Daryl Jones (born June 25, 1987) is an American former professional baseball outfielder.

==Career==
Jones attended Spring High School in Spring, Texas, where he was a football prospect as well as a baseball prospect. Jones was rated as one of the top position prospects at the 2005 Pre-Draft Showcase, where he also showed off his pitching ability.

===St. Louis Cardinals===
Jones was drafted by the St. Louis Cardinals in the third round (110th overall) of the 2005 Major League Baseball draft. He turned down a scholarship offer with Rice University to sign with the Cardinals for a $450,000 bonus. After struggling in Single–A with the Swing of the Quad Cities in 2006 and 2007, Jones hit .326 in 2008 and was named the Cardinals' minor league player of the year while playing with the High–A Palm Beach Cardinals. In 2009, he was named the Cardinals seventh best prospect, and was chosen to represent the Cardinals in the All-Star Futures Game. However, he played in the Futures game while not fully recovered from a quad injury and re-injured himself in the game, setting back his career prospects.
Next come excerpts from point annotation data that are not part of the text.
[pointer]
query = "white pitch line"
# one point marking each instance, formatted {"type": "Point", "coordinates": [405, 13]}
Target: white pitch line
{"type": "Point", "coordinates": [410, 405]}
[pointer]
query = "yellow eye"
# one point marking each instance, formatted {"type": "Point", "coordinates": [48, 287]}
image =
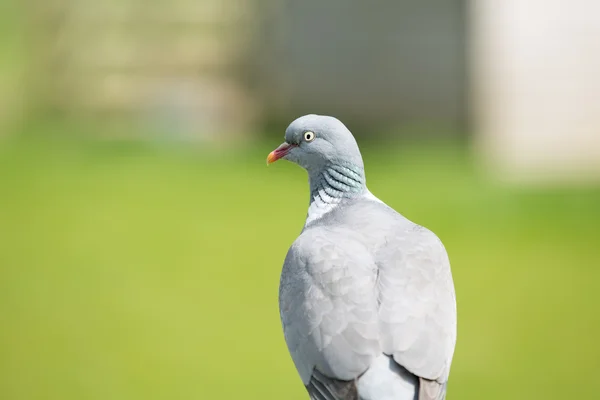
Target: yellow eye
{"type": "Point", "coordinates": [309, 136]}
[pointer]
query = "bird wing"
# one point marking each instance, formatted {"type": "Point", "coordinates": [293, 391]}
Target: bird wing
{"type": "Point", "coordinates": [328, 306]}
{"type": "Point", "coordinates": [417, 312]}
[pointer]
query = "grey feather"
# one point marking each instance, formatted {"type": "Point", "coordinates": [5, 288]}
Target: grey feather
{"type": "Point", "coordinates": [322, 387]}
{"type": "Point", "coordinates": [362, 281]}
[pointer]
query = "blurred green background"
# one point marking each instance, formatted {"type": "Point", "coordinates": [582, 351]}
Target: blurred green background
{"type": "Point", "coordinates": [139, 263]}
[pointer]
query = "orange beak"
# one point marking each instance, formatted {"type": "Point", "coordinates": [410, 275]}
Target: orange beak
{"type": "Point", "coordinates": [279, 152]}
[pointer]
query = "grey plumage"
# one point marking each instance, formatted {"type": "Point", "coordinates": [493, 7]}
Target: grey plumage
{"type": "Point", "coordinates": [366, 296]}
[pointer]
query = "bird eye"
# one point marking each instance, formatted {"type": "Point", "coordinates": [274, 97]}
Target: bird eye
{"type": "Point", "coordinates": [309, 136]}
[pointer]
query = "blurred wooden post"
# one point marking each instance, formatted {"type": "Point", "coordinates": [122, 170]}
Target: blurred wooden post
{"type": "Point", "coordinates": [536, 88]}
{"type": "Point", "coordinates": [171, 64]}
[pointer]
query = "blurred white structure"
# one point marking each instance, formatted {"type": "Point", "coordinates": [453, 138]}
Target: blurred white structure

On November 18, 2009, the Cardinals added Jones to their 40-man roster in order to protect him from the Rule 5 draft. In 121 games for the Double–A Springfield Cardinals in 2010, he slashed .244/.335/.361 with eight home runs, 48 RBI, and 15 stolen bases. On November 19, 2010, Jones was removed from the 40–man roster and sent outright to the Triple–A Memphis Redbirds. In 2011, he played in 100 games for Springfield and Memphis, hitting a combined .260/.360/.400 with seven home runs and 35 RBI.

===Cincinnati Reds===
On November 7, 2011, Jones became a free agent and signed with the Cincinnati Reds, receiving an invitation to spring training. In 27 games with the Triple–A Louisville Bats, he hit only .187 and he was released on July 5.